Another day, another study that claims to have information to help us in the fight against diabetes. This one is from researchers at the Oxford and Imperial College London and they suggest that a diet high in cheese could be beneficial in warding off type 2 diabetes. The study, published in the American Journal of Clinical Nutrition, showed that people who ate 56g of fermented dairy products a day, i.e. cheese, are 12% less likely to develop diabetes than those who eat little amounts of cheese, or none at all. This study is the largest in Europe to look at a correlation between what we eat and our health. The study used data collected from nearly 350,000 people, from eight countries in Europe. It went on to compare the diets of 12,403 people who then went on to develop diabetes with 16,835 randomly chosen people.
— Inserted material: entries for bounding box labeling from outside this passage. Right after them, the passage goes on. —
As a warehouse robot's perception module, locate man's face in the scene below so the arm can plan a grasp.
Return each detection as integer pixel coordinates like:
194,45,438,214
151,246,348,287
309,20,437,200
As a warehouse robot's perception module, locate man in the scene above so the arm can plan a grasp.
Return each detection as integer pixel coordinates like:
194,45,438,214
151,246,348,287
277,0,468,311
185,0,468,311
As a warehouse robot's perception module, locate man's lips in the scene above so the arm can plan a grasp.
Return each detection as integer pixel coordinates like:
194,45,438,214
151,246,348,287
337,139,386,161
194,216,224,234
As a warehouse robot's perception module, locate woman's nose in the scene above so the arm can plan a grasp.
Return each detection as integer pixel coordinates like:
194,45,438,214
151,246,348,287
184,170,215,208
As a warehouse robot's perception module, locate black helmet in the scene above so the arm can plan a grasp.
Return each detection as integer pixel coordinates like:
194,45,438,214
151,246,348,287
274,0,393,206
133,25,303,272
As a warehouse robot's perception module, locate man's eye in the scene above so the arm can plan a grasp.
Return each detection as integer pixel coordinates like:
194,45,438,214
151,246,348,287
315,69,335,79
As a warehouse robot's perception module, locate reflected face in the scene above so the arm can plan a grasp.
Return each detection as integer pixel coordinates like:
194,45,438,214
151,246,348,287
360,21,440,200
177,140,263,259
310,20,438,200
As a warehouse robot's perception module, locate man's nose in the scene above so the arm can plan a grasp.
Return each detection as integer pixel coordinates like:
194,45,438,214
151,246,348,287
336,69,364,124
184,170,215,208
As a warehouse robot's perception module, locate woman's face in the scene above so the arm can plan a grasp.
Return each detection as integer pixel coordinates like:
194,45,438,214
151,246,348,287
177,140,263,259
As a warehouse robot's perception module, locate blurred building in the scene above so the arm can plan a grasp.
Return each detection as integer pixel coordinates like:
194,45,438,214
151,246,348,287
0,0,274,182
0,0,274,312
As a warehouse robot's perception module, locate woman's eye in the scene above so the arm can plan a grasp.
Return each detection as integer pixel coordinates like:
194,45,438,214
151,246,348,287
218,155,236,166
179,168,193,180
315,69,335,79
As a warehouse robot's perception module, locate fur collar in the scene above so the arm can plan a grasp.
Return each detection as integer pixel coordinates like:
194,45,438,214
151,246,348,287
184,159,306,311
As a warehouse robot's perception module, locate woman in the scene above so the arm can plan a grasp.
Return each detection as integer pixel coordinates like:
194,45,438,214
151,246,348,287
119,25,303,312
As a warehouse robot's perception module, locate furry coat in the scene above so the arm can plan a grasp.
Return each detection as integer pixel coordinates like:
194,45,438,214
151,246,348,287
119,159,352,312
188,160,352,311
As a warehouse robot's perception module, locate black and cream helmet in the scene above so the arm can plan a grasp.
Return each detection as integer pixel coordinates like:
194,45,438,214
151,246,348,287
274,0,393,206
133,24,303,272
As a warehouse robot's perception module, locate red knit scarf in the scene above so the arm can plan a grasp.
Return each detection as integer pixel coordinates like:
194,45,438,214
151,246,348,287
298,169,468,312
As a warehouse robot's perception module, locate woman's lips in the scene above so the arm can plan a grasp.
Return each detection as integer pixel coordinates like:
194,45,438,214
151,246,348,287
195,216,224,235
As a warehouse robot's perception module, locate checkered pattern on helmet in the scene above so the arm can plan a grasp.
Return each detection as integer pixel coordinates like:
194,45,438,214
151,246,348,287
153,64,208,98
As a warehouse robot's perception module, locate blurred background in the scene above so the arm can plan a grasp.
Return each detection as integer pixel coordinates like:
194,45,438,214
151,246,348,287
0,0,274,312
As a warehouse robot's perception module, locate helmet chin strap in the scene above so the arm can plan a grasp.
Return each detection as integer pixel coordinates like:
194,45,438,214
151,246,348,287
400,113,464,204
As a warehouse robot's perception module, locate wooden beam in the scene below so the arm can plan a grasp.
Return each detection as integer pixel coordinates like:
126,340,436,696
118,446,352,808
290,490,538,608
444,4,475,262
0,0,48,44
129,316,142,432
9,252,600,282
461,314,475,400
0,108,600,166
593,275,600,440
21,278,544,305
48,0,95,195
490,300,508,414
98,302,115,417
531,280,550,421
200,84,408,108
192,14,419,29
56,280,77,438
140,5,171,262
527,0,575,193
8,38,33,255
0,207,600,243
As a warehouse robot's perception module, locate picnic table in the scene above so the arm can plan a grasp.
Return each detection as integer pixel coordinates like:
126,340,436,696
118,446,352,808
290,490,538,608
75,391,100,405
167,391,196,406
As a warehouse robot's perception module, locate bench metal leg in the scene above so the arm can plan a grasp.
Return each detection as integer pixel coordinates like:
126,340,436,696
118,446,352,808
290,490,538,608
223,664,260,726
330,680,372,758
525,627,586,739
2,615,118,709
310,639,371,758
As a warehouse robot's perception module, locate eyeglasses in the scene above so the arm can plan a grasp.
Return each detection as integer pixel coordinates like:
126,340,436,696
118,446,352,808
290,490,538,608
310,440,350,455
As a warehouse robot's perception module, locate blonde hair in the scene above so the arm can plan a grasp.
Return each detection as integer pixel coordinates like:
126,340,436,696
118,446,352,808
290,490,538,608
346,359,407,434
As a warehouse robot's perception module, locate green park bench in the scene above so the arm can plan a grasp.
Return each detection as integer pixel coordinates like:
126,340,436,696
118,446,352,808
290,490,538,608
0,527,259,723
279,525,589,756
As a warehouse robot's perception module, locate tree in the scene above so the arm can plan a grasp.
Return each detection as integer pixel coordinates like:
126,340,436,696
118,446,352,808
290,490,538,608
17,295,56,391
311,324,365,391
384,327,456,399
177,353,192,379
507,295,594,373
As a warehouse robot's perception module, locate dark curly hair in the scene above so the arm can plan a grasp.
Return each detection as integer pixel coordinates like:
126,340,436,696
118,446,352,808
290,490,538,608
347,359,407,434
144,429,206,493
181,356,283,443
Cheese is not typically considered to be a healthy food as it contains high levels of saturated fats, but it is these ‘rich’ fats that scientists are suggesting could be the key in triggering a positive ‘fermentation process’ in the body. This is apparently what helps to protect against diet-related conditions, such as diabetes and heart disease. However, the results appear to differ from country to country as the NHS has pointed out that people in France who eat more cheese had a decreased risk of diabetes, whereas in the UK, where we eat less cheese, the risk of diabetes was higher. The NHS Choices also advise that there is a tenuous link between cheese and the decreased risk of diabetes and it is not a cause-and-effect relationship.
Looking more closely into the study of cheese and diabetes, it is not apparent whether the fermented dairy products mentioned in the research were low-fat, high-fat or indeed, even what type of cheese they were. The researchers themselves concur that the study needs further investigation, commenting that, “this large prospective study found no association between total dairy product intake and diabetes risk. An inverse association of cheese intake and combined fermented dairy product intake with diabetes is suggested, which merits further study.” And Diabetes UK have stepped in to advise people who have or who are at risk of contracting diabetes to hold off eating more cheese until more results and research has become available.
Dr Iain Frame, director of research, told the Telegraph: “It is too simplistic to concentrate on individual foods. We recommend a healthy balanced diet, rich in fruit and vegetables and low in salt and fat. This study gives us no reason to believe that people should change their dairy intake in an attempt to avoid the condition.”